La stessa Arpa, denunciano che ormai gli impianti, sono costituiti da installazioni enormi, superiori ai 10 Mw, confermando le ipotesi della Coldiretti per cui sono altri i soggetti ad impiantare i pannelli fotovoltaici e non di certo gli imprenditori agricoli che con i soldi ricavati dall’energia solarei avrebbero potuto fare investimenti per migliorare l’attività produttiva. In altri termini i pannelli fotovoltaici, più che essere legati al reddito agricolo, sono a tutti gli effetti un reddito finanziario, dove i soggetti interessati alle superfici agricole sono altri e non più gli agricoltori che non dispongono sicuramente di sufficienti fondi per investire negli onerosi pannelli fotovoltaici.
Da qui, la convenienza a concedere le proprie superfici rinunciando alla coltivazione vera e propria, piuttosto di poter far tornare i conti e riuscire a chiudere l’anno senza debiti. Secondo il direttore scientifico dell’Arpa Massimo Blonda, in alcune regioni d’Italia, si parla anche di rischi idrogeologici, modifiche della flora per via delle ampie zone d’ombra create dai pannelli, che possono anche arrivare a modificare il microclima se le superfici sono troppo vaste. La dove i terreni si presentano più vulnerabili, sono probabili fenomeni di desertificazione, dovuti alla cessazione dell’attività biologica, a causa dell’assenza di luce. Come spiegava Carlo Petrini in un articolo apparso sulla Reppubblica, il modo con cui si opera sul solare è lo stesso con cui si è da sempre agito sulle energie da combustibili fossili, ovvero la centralizzazione, per cui si concentra la produzione di energia in grandi centrali per la produzione energetica.

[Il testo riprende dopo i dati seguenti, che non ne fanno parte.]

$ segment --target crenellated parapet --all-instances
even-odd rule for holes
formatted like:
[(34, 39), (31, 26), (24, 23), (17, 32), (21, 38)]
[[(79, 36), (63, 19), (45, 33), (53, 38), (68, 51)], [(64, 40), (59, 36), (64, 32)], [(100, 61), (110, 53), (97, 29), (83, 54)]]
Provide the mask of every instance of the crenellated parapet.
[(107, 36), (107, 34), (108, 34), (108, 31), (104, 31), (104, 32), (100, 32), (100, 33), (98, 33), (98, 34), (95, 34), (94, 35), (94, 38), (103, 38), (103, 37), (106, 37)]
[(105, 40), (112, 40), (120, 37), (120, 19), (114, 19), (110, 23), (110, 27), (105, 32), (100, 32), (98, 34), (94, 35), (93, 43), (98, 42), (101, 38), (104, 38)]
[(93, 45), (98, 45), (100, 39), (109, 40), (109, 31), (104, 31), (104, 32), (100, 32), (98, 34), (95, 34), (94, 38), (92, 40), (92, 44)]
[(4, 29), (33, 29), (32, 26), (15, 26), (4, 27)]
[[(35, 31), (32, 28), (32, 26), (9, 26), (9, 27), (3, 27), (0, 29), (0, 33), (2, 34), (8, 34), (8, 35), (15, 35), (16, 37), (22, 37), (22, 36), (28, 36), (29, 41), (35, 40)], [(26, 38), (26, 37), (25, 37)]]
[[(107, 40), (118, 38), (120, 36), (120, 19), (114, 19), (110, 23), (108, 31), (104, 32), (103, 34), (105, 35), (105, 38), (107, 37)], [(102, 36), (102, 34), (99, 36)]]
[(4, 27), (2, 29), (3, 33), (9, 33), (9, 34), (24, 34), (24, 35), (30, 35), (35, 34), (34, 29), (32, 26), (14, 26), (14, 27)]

Come spiega Petrini, le energie rinnovabili, aria, vento e sole, sono per loro natura diffuse.
Il fotovoltaico in sè comunque non porta disgrazie, è anzi un ottima occasione per produrre energia pulita, ma va ripensata in un ottica innovativa, come l’integrazione ad esempio sulle superfici abitative esterne. Sempre nell’ottica d’integrazione, pare sia possibile ad esempio concepire coltivazione di cibo e di pannelli fotovoltaici insieme. La soluzione ha già un neologismo, originale che si spiega da sé: agrifotovoltaico. Basterebbe posizionare i pannelli fotovoltaici ad un altezza abbastanza alta dalla superficie del suolo, in maniera da permettere che la luce arrivi al suolo senza problemi. E’ una soluzione, che comunque ha i suoi costi e può essere difficile da realizzare, ma la dice lunga sul pensiero che si deve avere nei confronti dell’uso di energie rinnovabili, ovvero pensare in maniera del tutto innovativa o rivoluzionaria e abbandonare le vecchie abitudini.